The two Tropical Storms/Hurricanes as redefined from time-to-time barreling through Mexico and later Lake Chapala as pussycats and delivering much needed rain to serve marginally in helping the lake (sump, actually) become a larger repository of toxic chemicals and human and other animal wastes and, as this event transpired, I read a post on another forum specializing in llife at Lake Chapala that at least one local expat living in the large expat colonies on the lake hoped for "buckets or rain" to" replenish" the lake as a result of the unusual convergence of two tropical storms descending (much diminished and no longer dangerous) on Lake Chapala at the same time and I was reminded of the old weather reports I used to watch while resident on the Gulf Coast of Alabama where weather reporters thanked God hurricanes veered south into Mexico thus sparing Texas as if there were no human beings and other of God´s creatures living south of that artificial border who might be devastated by such tropical disturbances and here were countless people in places such as Veracruz and Guerrero and Oaxaca who, at best, lost their homes and, at worst their lives and were destined to live in misery for weeks or months because of these natural phenomena and we at Lake Chapala praise the lord for two more centimeters of polluted water in a sump. 

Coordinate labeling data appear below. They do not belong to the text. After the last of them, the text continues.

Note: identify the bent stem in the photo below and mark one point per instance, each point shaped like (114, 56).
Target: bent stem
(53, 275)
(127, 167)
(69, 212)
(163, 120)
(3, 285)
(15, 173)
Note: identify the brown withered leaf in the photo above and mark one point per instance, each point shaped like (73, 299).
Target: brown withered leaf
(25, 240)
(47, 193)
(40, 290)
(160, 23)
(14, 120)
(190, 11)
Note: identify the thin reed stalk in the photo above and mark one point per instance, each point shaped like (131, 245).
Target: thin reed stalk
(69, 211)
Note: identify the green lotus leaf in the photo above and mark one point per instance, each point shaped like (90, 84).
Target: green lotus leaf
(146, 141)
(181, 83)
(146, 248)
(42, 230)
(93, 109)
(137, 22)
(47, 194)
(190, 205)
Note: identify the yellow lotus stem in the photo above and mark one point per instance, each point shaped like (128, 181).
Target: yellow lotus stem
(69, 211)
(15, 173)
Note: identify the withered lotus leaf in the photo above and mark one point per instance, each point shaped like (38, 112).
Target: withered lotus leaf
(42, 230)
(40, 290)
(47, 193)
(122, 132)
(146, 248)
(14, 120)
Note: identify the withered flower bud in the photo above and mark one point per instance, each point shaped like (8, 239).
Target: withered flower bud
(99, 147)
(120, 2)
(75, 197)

We, in Alabama, were always pleased when the hurricanes landed east along the Florida Panhandle or west alng the Mississippi Coast but those Godless heathens deserved it.


----------



## diablita (May 7, 2010)

I guess I could be considered a godless heathen because I'm an atheist. I also live a few miles outside of Acapulco. Been here for 16 years and have survived Paulina and now Manuel. For me Paulina was worse for me because my ground floor apt. had a couple of inches of water in it. I learned from that one, fixed the drainage problem and Manuel only gave me a couple of leaks in the ceiling. Luckily I'm on higher ground than the unfortunate thousands who have suffered catastrophic damage to the little they own. The local paper said that we will probably be without water for about 10 days. I am grateful that I have electricity because many do not and I am grateful that all of my friends in the area are OK as well. This morning we have blue skies and sun even though the forecast called for more rain. Things will be soon back to normal for me but for many it will take months or years to recover. Yesterday, the president, Peña Nieto was here and promised swift and sweeping aid. I hope he follows through. Such is life.


----------



## Hound Dog (Jan 18, 2009)

_


diablita said:



I guess I could be considered a godless heathen because I'm an atheist. I also live a few miles outside of Acapulco. Been here for 16 years and have survived Paulina and now Manuel. For me Paulina was worse for me because my ground floor apt. had a couple of inches of water in it....

Click to expand...

_


diablita said:


> You´re doing better than we are. We are also godless heathens, I being a failed Alabama Presbyterian and my wife being a French Catholic (which the Chiapas protestant fundamentalist indigenous folk, correctly, do not consider to be religiously oriented) and the honeymoon cottage in which we spent the first two years of our marriage (1971 &72) on the western shore of Mobile Bay just a few miles north of Dauphin Island on the Gulf of Mexico has been consigned to history by Hurricane Frederick which blew through Mobile in 1979 and blew our original marital home to hell reducing it to less than rubble so thank God we moved to San Francisco in 1973.
> 
> By the way ; a little known fact. Dauphin Island was the original capital of French Louisiana dating back to the 16th Century but the capital was moved to an area now approximating New Orleans after a hurricane and disease decimated the Dauphin Island colony and nearby French colonial settlements. This was before air conditioning and CNN. That honeymoon cottage of ours was located next to Mon Luis Island on the Fowl River as it flows into Mobile Bay. A fine and beautiful place if a bit humid.


----------



## Justina (Jan 25, 2013)

And perhaps if speculators stopped insisting on building homes where before the water could flow naturally. Tabasco was a case in point some years ago where housing had been built where it shouldn't, with no respect to the inclination or rather natural flow in times of heavy weather.


----------



## lagoloo (Apr 12, 2011)

There's something very seductive about the most dangerous situations: clinging to mountain tops and cliffs; being close enough to the beach to hear the waves; hearing the pine forest winds and having coziness, squared. Meanwhile, places that thumb their collective noses at the elements nevertheless get landslides, fires and floods. The malady is called "lackasense" aka "romanticism".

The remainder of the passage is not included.